TaxoDros

TaxoDros - The Database on Taxonomy of Drosophilidae

Compiled by: Gerhard Bächli Universität Zürich-Irchel, Institut für Evolutionsbiologie und Umweltforschung, Zürich, Switzerland. https://orcid.org/0000-0002-8402-176X
covers: Asteiidae Aulacigastridae Camillidae Cryptochaetidae Curtonotidae Diastatidae Periscelididae Xenasteiidae Drosophilidae

Citation

Bächli, G. (2024) TaxoDros: The Database on Taxonomy of Drosophilidae. 2024/9. Also available from: https://www.taxodros.uzh.ch/. https://doi.org/10.5281/zenodo.13841002 hash://md5/b3ead19ea211a66e4f59a6842e097c7b hash://sha256/a6e757007c04215cafa537c09a06a0e8a68be70cbc9c965c857c7a9058ceeb16

This repository contains the TaxoDros source data for Taxodros: The database on Taxonomy of Drosophilidae as provided by Gerhard Bächli, the database maintainer, in August/September 2024.

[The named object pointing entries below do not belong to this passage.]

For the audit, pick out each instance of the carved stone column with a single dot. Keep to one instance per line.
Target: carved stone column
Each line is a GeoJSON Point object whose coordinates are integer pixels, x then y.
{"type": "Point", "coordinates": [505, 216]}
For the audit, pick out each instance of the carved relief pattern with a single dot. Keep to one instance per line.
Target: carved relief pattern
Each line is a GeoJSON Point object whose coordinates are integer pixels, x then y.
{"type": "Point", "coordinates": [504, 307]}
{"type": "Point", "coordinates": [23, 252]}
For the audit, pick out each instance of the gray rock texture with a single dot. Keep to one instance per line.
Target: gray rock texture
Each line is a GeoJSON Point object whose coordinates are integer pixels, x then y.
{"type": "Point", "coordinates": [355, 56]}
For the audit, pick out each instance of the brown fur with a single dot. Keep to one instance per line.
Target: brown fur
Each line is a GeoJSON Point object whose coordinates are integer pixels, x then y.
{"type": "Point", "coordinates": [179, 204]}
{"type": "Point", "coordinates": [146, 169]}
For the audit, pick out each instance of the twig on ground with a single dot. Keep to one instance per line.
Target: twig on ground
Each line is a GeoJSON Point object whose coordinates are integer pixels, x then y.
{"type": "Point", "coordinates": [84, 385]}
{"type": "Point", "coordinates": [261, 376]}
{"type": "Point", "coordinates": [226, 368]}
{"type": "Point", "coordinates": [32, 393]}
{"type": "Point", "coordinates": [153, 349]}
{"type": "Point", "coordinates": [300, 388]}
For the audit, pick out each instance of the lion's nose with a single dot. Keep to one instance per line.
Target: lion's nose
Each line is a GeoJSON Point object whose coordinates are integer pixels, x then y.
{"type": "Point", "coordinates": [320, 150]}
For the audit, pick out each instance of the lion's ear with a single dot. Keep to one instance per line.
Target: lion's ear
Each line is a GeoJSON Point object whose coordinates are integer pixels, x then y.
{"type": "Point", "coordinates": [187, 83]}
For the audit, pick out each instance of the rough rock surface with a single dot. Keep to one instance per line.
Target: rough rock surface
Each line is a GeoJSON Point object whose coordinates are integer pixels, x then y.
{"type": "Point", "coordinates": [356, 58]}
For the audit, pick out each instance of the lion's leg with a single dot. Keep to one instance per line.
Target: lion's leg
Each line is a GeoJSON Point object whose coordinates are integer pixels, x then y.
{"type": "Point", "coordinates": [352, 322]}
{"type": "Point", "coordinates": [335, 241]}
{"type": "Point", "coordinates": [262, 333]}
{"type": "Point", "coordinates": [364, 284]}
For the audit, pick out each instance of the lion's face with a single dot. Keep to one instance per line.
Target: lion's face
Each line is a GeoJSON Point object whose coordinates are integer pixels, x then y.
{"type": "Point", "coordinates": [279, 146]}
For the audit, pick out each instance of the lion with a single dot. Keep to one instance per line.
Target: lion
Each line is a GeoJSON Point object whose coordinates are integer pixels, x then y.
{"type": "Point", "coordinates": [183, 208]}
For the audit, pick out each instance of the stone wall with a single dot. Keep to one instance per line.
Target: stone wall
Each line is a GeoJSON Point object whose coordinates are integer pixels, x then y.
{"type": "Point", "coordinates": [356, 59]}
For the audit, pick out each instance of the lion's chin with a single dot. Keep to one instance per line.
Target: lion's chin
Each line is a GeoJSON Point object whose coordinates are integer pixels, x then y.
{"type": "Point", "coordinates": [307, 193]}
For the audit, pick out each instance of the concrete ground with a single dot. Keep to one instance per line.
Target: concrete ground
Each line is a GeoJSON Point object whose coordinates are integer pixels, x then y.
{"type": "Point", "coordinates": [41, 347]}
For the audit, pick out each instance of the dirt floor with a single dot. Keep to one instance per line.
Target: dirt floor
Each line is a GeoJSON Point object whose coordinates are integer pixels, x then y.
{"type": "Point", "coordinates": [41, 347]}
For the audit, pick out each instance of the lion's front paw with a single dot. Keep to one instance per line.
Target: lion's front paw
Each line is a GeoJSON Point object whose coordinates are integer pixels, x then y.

TaxoDros forms the basis of the Zenodo TaxoDros Community. See also https://zenodo.org/communities/taxodros/about .

Index Files

filename description (click for details) signature
ALLORTE.TEXT location information hash://md5/9f31fe295591c47b7d82e9871fa0db85
ASHBURN.TEXT journal names hash://md5/225fa584ea602b27de1bcf9ac7edcf68
DROS3.TEXT reference descriptors hash://md5/9ae8095ab8fee928b4d0b78fbf937ba0
DROS5.TEXT reference details hash://md5/1e07c7a2567d0431f94e799f5e3db252
KEYWORDS.TEXT descriptors and country names hash://md5/a115d0559dfd3ea75b758fee71246775
README.md this file  
SPECIES-LIST_GE_SG all Drosophilid-epithets (species, infra-specific names, such as “melanogaster”), including the respective genus and subgenus name hash://md5/be40d900cf2651cb84e0c1efeca04078
SPECIES-LIST_GR_SR (species-)groups and subgroups hash://md5/0a9ebec3f9e7232de32984968323b0c2
SPECIES-LIST_GR_SR_SC (species-)group, subgroup and species-complex hash://md5/f0f08d3680b7c2aedede94af3ae17b52
SYST.QE.TEXT copy of the SYST.TEXT as a mere text-file without header hash://md5/4609142e8ed4994c673316c280e20af5
SYST.TEXT all systematic relationships, including synonymy hash://md5/5f4f55df4ba69a2c4c251b5c3f4166dc
TAXA_LIST all taxa (as abbreviation), for species with the currently accepted genus name, and the actual bibliographic reference hash://md5/0ef01d88281c8a0adff9a974a2087338

PDF Files

TaxoDros keeps a library of associated pdfs. See pdf for more information.

History

Version 20240112: Added DOI to .K in DROS5.TEXT and SYST.QE.TEXT Version 20240926: Scheduled update of index files with new/updated pdfs.

Index File Details

Details based on description provided by Bächli in January 2024.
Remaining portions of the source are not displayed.